After the 2011 condemnation, both the college and the high school enacted improvements of their own such as pitching pop-up tents to sell concessions. Crescenta Valley purchased its own mobile, modular power source.

In February 2020, officials from GCC and Crescenta Valley unveiled renovations to the field’s dugout and clubhouses, which took eight months to complete. The Glendale Unified School District ferried two bungalow classrooms and placed them there. That means there are now lockers there, axing what players had to do before: buckling up their baseball pants and tying up their cleats in the parking lot.

Despite all of this, with age came wear and a need for modern facilities. For example, the nearest restroom is in the park, more than 300 feet away.

In the early 1940s and 1950s, the Yankees, Dodgers and USC would practice there. Some Pacific Coast League teams would have games on the green grass tucked into a hillside. Psaltis said it even had sunken dugouts, just like the pros. But, despite the love it received from ballplayers, it just didn’t bring in any revenue for the city.

“I certainly do not blame the city of Glendale one bit,” Psaltis said. “There was basically no income coming in so why would we maintain and make this a marquee place … otherwise for the sake of community involvement?”


In the wake of the renovations, Glendale College and Crescenta Valley baseball team members have decided not to wait for the money to come home.
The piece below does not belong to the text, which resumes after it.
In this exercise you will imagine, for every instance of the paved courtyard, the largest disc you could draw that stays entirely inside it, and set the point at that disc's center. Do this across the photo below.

Instead, they’ve maintained the field for over a decade, and the pristine layer of natural Bermuda grass is telling.

“They’re the ones who’ve made the field what it is right now,” Psaltis said. “The field is in absolutely fantastic shape.”
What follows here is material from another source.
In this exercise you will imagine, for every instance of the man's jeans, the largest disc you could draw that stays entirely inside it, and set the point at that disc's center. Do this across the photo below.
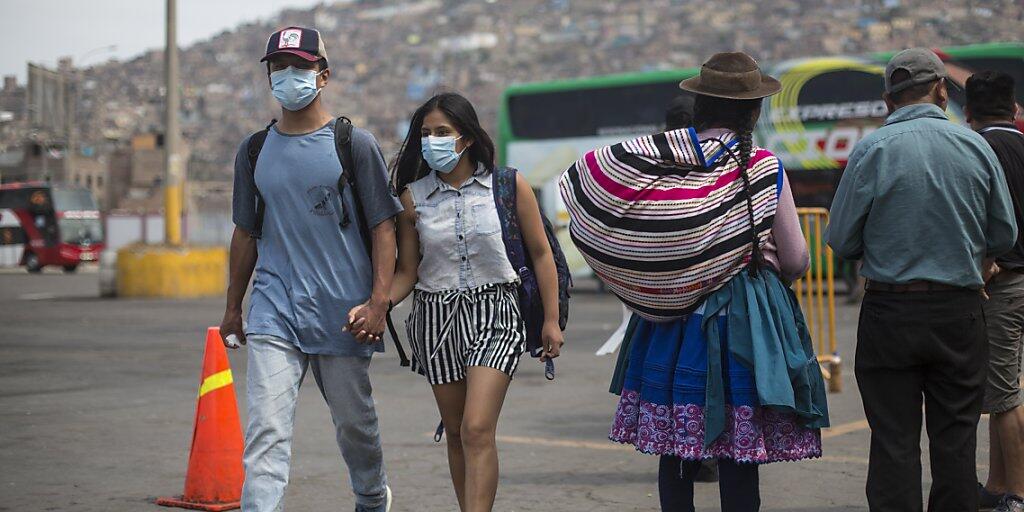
(922, 348)
(275, 371)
While Psaltis doesn’t know when the meeting will happen between the two groups, he and the other Stengel Foundation officials have a wish list:

1. Bathrooms on site

2. Extend the netting from first base, around the stadium seating to the third base side

3. An overhang attached to current bleachers

4. Start the process of installing synthetic turf to the apron of grass along the dugout

5. Establish a press box behind the home plate


Why has it taken nearly a year, and what funds need to be disbursed?

The players deserve better, supporters say, adding that the stagnation on Stengel Field upgrades is a disservice to its memory. There’s no doubt that student-athletes who’ve gone on to play at the highest level, coaches who’ve dedicated so much to them and all the community members who saved this near 74-year-old gem etched into the side of a hill off Canada Boulevard, are eager to see the fruits of the $2.2 million promised to them.

Psaltis says he could’ve been more assertive in acquiring the funds.

“Part of it would be my fault for assuming that the scheduling agenda was going to move through quickly,” he said. “I’m just thinking the agenda is going to be done by state Sen. Portantino’s office. Why haven’t I followed up? I just haven’t done it.”

Though no real progress has been made, the field is still in use almost every day, leaving parents wondering what’s next for the proposed renovations.

Juan Olmos took the drive down the 210 Freeway from Tujunga to watch his son play a scrimmage game put on by Verdugo Hills High School on a gloomy June day.

Olmos visits the stadium frequently to watch his son and was surprised the funds still haven’t been use.

“This field is really nice,” Olmos said. “If you put $2 million into it, it’ll be even better.”

Olmos said he couldn’t understand what’s taking so long since the funds were allocated last July. It’s been almost a year since the announcement and there’s been no movement from either side, he said.

He, like many, would like to see leaders from the Stengel Field Foundation and the state senator’s office come together and move more quickly, despite the little progress that’s been made by both offices.

Olmos said he offered to write Portantino a letter calling for the funds to be put into the field. It’s time for the money to come home, he said.

“It seems like a good idea,” he said. “I’m just one voice but if I can do something … and send them something then that would be great. I would let them know it’s a great idea and if it is happening, then what’s the holdup?”